Japan’s 2017 election: Plus ça change?

Posted By on Oct 24, 2017 in Events |


This is the second of two events looking at Japan’s General Election. This one looks at politics. On Oct 20 we looked at economics.

Japan’s 2017 election: Plus ça change?

Two days after the election, leading Japan analyst Tobias Harris gives his thoughts to the Delphi Network.

Speaker: Tobias Harris, Teneo Intelligence
https://www.linkedin.com/in/tsharris/
When: October 24 12-1.45am
Where: Danish Embassy Daikanyama
Cost: 7,000yen

Foreign observers enjoy Japanese elections. We are fascinated by the question of how well Japan, almost the biggest and probably the most successful non-Western economy has assimilated the lessons of democracy. After all, when a single party has been in party for 65 of the last 70 years, legitimate doubts may set in….

The fact that mainstream political parties are crumbling from Washington DC to London via Berlin and Paris, makes the Japan general election all the more interesting. Is triumphant populism (Ie the hatred of elites) coming to Japan, as it has in Europe and the US?

In fact, Japan is “business as usual”. Contempt of the elites is focussed on the bureaucracy, which Prime Minister Abe has brought under control. Strong political leadership is welcome, especially when it is accompanied by economic growth.

On some level always hostile to globalization, Japan has maintained the myth of a homogenous culture.

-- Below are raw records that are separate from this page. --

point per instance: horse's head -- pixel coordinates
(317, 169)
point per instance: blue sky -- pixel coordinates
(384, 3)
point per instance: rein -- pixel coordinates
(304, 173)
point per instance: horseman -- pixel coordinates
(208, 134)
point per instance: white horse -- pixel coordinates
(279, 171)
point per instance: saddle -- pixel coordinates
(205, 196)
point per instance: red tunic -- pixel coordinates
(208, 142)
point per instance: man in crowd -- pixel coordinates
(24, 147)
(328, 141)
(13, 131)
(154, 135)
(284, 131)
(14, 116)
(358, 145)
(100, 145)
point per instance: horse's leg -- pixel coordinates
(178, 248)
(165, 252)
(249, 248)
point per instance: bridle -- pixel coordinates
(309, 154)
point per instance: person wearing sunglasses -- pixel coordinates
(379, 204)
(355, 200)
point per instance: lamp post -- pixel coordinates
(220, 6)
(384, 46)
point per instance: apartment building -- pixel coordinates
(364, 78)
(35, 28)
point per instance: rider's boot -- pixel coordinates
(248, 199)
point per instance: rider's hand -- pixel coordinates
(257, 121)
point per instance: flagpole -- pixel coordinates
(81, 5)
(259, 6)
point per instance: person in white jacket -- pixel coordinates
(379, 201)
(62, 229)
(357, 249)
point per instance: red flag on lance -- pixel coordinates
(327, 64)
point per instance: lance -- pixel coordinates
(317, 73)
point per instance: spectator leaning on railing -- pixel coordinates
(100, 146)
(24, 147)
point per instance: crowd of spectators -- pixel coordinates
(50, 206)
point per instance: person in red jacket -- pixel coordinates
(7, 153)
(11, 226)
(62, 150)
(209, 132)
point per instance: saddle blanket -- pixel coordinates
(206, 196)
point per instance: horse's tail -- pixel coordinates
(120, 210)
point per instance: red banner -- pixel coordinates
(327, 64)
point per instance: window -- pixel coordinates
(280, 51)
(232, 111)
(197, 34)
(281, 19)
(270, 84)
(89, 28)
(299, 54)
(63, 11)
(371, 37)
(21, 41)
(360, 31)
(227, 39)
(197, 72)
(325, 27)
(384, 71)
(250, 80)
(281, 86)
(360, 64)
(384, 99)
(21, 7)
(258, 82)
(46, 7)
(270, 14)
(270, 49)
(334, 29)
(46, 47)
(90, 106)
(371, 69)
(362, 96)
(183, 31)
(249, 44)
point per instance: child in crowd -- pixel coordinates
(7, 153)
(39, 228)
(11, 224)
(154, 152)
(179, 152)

Immigrants are few – too few, many argue – and do not act as lightening rod for discontent. Outsourcing, cost-cutting, lower wages – all are conveniently explained by Japan Inc as the outcome of global competition. The electorate seems to accept this explanation, unable to articulate a vision of change (as Boris Johnson, Donald Trump, France’s Marine LePen and Germany’s AfD have done, with more or less success).

Japan’s domestic politics is overshadowed by the importance of the US alliance – the country which destroyed and then rebuilt the archipelago. There is no Japanese equivalent of the expression “special relationship” which marks UK obeisance to its overlord -but Japan’s dependence is greater. With military action circumscribed by its constitution, Japan follows the US world order and in return, exploits America’s open markets.

Can the coming election change the country? Compared to events in the UK or France, probably not. No Japanese leader is going to sever ties with the US (the equivalent of Brexi). And unlike France, we don’t see the incumbent Liberal Democratic Party collapsing, as the French socialist party did.

Japan’s “opposition” is just as typical as LDP dominance. it is a mess. The Democratic Party of Japan, which threatened to revolutionize Japan a few years back, has imploded. Cleverness and aggression are exhibited purely by Ms Koike, governor of Tokyo. But she is not running for PM, despite her new party being the only competitive entity. Her party’s manifesto differs only in detail (some admittedly important like her desire to postpone the consumption tax) from Abe’s. This is not surprising, as her natural habitat is the LDP – assuming they could ever accommodate such an aggressive personality.

With the economy emerging from a 10 year slump; a lack of pressure to “liberalize” from newly protectionist Europe and America; the battle against the bureaucracy seemingly won…this election lacks faultlines – apart from for Abe to keep himself in power until 2021.

Ironically, the real but hidden faultline in Japan is quite open in other countries: identity politics. Is Japan a pacifist, passive US appendage or a self-determining entity with an engaged electorate debating foreign and domestic policy?

But this debate is barely allowed to surface beyond the black trucks and blaring loudspeakers roaming the streets at the weekend. In that sense, the establishment is keeping things well “under wraps” – and arguably showing far greater political skill than her Western allies.